Introduction to Algorithms
Week 8: Notes

Some of this week's topics are covered in Problem Solving with Algorithms:

7. Trees and Tree Algorithms

12. Binary Search Trees
- 12.1 What is a binary search tree?
- 12.2 Querying a binary search tree
- 12.3 Insertion and deletion

Here are some additional notes.

recursion on linked lists

We have studied both recursion and linked lists. Now we can combine these topics and write recursive functions on linked lists. (Actually recursion is a natural fit for linked lists, since linked lists are themselves recursive: the next pointer in each node points to another linked list.)

To begin, here is our linked list Node class again:

class Node:
  def __init__(self, val, next):
    self.val = val
    self.next = next

Here is a recursive function that computes the sum of all values in a linked list:

def listSum(n):
  if n == None:
    return 0
  return n.val + listSum(n.next)

We could write similar recursive functions to count the nodes in a linked list, find the greatest value in a linked list, and so on.

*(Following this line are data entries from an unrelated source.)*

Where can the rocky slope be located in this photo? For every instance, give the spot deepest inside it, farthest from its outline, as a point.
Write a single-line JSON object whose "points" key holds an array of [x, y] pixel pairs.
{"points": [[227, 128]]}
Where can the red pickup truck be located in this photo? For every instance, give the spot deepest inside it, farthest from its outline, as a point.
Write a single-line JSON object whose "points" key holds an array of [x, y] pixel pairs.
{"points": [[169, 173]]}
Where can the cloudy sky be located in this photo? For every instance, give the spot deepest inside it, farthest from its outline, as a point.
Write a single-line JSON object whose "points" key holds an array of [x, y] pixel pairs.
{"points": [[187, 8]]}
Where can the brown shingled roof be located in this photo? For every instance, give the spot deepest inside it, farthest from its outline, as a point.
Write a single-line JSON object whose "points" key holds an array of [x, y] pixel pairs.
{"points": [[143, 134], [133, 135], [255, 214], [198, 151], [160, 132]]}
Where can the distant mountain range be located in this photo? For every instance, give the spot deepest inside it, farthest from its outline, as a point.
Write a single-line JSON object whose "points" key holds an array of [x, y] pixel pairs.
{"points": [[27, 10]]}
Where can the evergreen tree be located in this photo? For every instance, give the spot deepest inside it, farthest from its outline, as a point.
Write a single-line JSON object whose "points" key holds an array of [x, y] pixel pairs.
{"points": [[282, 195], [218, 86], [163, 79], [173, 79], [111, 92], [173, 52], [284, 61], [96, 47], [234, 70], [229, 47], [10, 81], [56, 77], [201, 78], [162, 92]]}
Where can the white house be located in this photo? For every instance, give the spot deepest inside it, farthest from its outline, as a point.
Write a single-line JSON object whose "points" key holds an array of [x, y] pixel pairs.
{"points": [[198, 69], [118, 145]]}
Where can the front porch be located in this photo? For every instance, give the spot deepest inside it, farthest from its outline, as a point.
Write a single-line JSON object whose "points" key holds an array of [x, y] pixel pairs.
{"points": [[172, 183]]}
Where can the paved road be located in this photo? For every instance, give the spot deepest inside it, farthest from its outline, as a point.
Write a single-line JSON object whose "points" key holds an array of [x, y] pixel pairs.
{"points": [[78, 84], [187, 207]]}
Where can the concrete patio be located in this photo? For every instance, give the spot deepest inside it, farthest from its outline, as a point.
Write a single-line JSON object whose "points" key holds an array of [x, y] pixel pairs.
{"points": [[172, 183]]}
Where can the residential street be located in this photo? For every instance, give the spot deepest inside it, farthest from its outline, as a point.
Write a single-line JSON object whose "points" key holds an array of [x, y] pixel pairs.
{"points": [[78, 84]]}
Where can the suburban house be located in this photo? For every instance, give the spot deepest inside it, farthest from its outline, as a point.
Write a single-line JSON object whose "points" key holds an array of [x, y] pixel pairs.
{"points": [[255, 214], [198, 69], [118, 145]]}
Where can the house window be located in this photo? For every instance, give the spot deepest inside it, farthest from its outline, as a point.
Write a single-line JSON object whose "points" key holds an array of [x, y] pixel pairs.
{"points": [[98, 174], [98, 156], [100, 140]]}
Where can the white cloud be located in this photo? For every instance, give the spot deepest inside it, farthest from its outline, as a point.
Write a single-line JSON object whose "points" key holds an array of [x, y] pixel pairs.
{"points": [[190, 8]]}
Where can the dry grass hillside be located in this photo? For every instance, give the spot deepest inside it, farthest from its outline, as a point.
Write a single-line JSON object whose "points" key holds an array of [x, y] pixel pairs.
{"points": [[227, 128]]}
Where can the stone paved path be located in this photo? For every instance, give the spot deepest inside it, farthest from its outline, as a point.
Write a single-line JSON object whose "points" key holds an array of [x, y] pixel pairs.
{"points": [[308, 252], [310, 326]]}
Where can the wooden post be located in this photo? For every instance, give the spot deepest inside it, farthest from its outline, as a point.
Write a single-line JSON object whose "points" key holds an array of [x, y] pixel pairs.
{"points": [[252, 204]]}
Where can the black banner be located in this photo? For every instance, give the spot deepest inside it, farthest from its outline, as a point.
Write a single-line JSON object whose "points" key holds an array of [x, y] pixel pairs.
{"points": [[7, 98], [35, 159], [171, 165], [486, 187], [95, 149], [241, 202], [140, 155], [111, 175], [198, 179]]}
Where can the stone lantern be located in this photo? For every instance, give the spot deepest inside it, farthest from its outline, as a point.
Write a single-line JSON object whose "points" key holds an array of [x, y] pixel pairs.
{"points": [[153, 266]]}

Is it better to write linked list functions iteratively or recursively? Recursion does bring one danger: the call stack that Python uses to keep track of recursive calls only has a fixed size, and too many nested levels of recursion can lead to a stack overflow, which will terminate the program. Here is a simple experiment to determine how deeply we can recurse:

def recurse(n):
  print(n)
  recurse(n + 1)

>>> recurse(1)
1
2
3
…
995
Traceback (most recent call last):
… 
RecursionError: maximum recursion depth exceeded while calling a Python object

So (in this function at least) we can only recurse to about 1000 levels. That means that our recursive function listSum above can only handle lists with less than about 1000 nodes. That's a signficant limitation.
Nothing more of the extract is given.